Пришел Никитка. Антонина уже рассказала ему о Яруне. Был молодой мастер и раньше наслышан о новгородском госте — Левонтий часто вспоминал, как шел на Яруновой лодие до самого Киева. Потому поклонился Никитка гостю с уважением, рукою коснувшись пола. Снятый с головы облезлый треух смущенно мял в руке.

— Из Чернигова иду,— сообщил Ярун хозяевам за угощеньем.— Слышно, у булгар меха подешевели.

— Много ли торговал? — спросил Левонтий.

— Да ведь как оно — много ли, мало ли: всю жизнь, почитай. И к германцам ходил, и к хорезмийцам.

О хождении в Хорезм говорил Ярун в охотку. Сам дивился — как на такое подвигнулся?! От булгар плыл он Волгой — путь знакомый Левонтию. Потом пробирался через пустыню — на верблюдах. Три седмицы шел, и ни живой души. Попал в песчаную бурю — едва жив остался. А еще есть там змея такая — серая с приплюснутой головой. Гюрзой ее зовут. Стоит укусить той змее человека — и припасай домовину. Нехорошие там места. Одно слово — чужбина. Гадов разных видимо-невидимо. В развалинах попадались желтые паучки с жалом на хвосте. От яда этих паучков образуется нарыв, и все тело горит как в огне. Баяли старики, что когда-то в тех краях, где легла караванная тропа, протекала большая река. У реки стояли цветущие города и крепости. Но река повернула в другую сторону, русло ее высохло, и города занесло горячим песком. Давно это было. Ярун собственными глазами видел развалины древних городов. А когда повернула река, никто не помнит, даже самые старые старики.

Зато в Ургенче, главном городе Хорезма, много воды и зелени, а на деревьях произрастают удивительные плоды.
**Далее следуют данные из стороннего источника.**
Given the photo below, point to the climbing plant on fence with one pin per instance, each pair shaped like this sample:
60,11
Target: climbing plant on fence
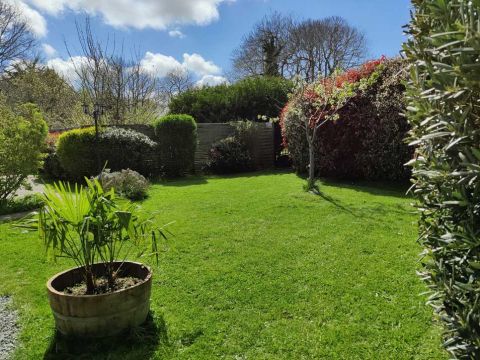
444,112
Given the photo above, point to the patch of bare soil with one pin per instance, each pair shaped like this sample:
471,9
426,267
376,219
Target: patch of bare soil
102,287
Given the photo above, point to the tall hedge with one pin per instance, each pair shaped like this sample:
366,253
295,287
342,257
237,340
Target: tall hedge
22,139
118,148
243,100
176,136
444,95
367,140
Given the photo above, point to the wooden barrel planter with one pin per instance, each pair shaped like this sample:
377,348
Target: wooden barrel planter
104,314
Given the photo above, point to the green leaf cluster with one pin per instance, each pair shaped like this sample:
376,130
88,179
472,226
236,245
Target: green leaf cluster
88,225
444,112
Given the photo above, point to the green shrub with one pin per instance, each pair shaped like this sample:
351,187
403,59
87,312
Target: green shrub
234,154
229,156
367,140
176,136
76,152
127,183
444,94
22,140
118,148
246,99
21,204
128,149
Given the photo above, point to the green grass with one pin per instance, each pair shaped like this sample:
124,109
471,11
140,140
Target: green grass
258,269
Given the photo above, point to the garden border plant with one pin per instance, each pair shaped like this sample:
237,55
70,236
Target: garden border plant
443,109
176,135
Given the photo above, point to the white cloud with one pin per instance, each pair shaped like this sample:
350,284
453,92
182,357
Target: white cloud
49,50
66,68
197,64
140,14
176,33
159,64
211,80
35,20
156,64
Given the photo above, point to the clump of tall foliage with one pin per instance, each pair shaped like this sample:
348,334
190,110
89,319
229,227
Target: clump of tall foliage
176,136
22,140
117,149
244,100
365,139
444,93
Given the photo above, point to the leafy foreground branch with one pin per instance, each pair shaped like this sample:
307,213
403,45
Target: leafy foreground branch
444,112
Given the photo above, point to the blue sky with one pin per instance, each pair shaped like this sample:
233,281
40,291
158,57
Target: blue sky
207,31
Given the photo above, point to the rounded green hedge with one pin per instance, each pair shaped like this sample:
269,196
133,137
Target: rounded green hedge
118,148
176,136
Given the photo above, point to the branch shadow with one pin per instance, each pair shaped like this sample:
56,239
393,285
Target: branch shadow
136,343
334,202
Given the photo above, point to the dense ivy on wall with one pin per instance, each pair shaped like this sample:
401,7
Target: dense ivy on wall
367,139
444,112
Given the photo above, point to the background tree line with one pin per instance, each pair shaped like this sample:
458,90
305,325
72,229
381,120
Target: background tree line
125,92
278,45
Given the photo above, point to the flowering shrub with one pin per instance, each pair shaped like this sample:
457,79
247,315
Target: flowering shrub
366,139
127,183
118,148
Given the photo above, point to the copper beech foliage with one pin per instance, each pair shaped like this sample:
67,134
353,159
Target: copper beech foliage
366,138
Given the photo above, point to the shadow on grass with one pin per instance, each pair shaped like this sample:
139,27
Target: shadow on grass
382,188
334,202
372,210
201,179
137,343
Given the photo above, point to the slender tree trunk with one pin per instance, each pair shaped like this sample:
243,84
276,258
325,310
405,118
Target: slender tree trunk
311,159
89,280
311,166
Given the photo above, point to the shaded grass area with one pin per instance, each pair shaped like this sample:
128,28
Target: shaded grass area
257,269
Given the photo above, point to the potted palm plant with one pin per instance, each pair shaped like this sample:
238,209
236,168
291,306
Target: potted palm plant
105,293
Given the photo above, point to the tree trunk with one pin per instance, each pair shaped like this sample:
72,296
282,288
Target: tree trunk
311,166
89,281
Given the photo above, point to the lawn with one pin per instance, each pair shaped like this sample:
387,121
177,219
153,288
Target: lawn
257,269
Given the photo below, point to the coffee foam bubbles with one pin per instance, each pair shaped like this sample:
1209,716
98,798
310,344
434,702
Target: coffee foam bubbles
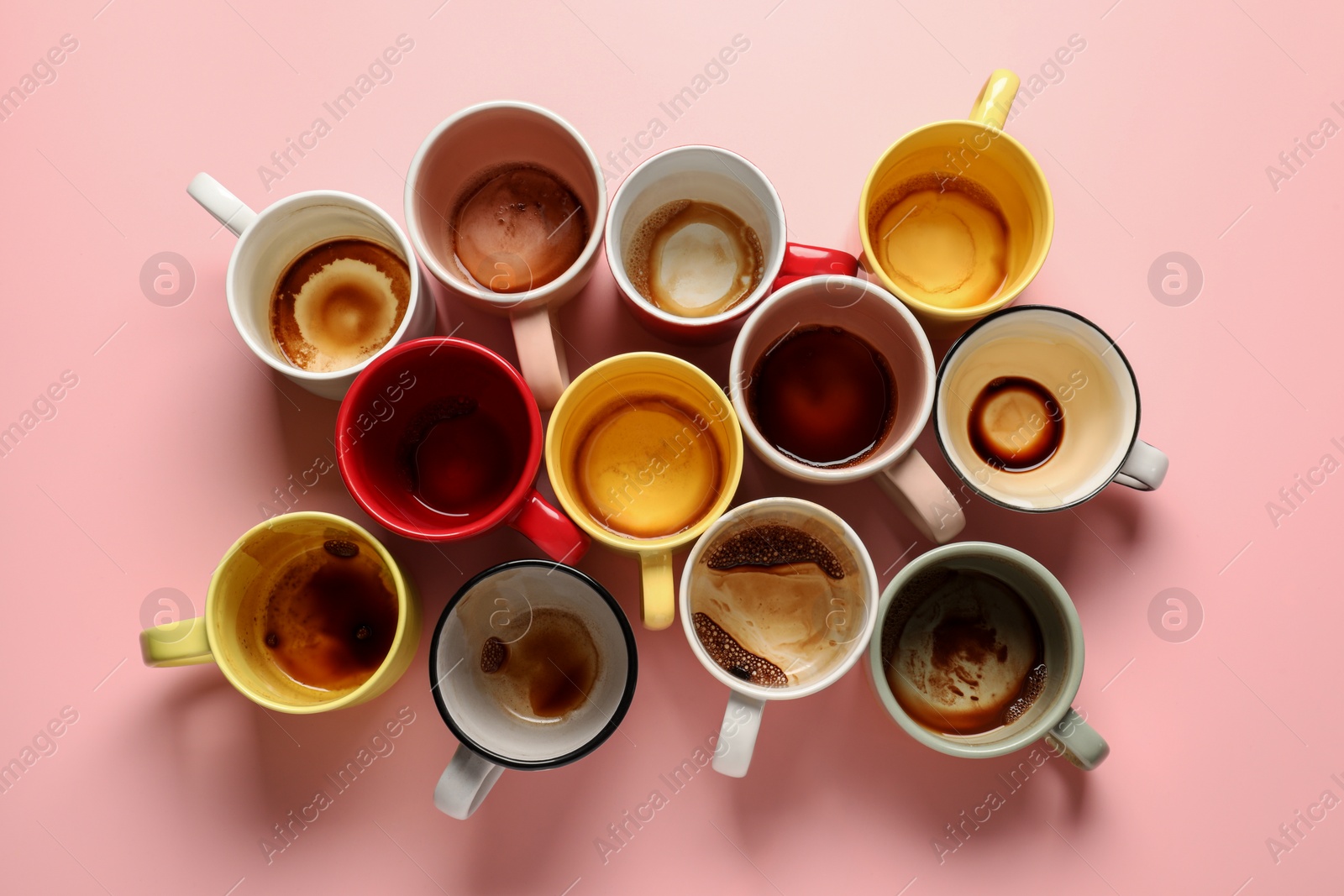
786,605
694,258
963,652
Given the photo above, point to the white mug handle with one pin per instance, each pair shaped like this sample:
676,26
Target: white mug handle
1079,741
1144,469
463,786
737,735
228,208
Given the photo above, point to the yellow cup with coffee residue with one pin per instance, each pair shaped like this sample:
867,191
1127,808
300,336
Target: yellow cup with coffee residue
956,217
645,452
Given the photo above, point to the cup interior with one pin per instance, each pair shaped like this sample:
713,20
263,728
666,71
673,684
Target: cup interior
279,237
864,311
705,174
470,145
815,640
504,604
1061,636
1088,376
631,378
242,586
941,155
393,403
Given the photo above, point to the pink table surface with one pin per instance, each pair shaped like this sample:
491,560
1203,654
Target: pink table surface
1156,137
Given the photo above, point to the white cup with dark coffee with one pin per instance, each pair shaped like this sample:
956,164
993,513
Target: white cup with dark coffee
533,667
319,282
779,600
979,652
1038,410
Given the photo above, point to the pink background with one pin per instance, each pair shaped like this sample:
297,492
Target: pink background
1155,140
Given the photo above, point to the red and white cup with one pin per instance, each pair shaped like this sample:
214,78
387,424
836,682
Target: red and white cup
394,391
448,163
710,175
889,327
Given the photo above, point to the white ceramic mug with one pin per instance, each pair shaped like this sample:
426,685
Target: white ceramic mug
499,605
746,700
879,318
1092,392
272,239
1052,715
722,177
450,160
Некоторые из этих плодов Ярун встречал и в Царьграде, но о многих никогда не слышал. Люди там живут богато, но богаче всех живет хорезмшах. Узнав, что Ярун прибыл из далекого Новгорода, хорезмшах пожелал его видеть и прислал за ним своих воинов. Он подарил ему белого коня с богатым седлом и сбруей, шелковый халат и чалму с драгоценными каменьями.

Дивились хозяева рассказу Яруна, слушали новгородского гостя, не прерывая. Маркуха вздыхал на печи, Антонина охала, недоверчиво покачивала головой.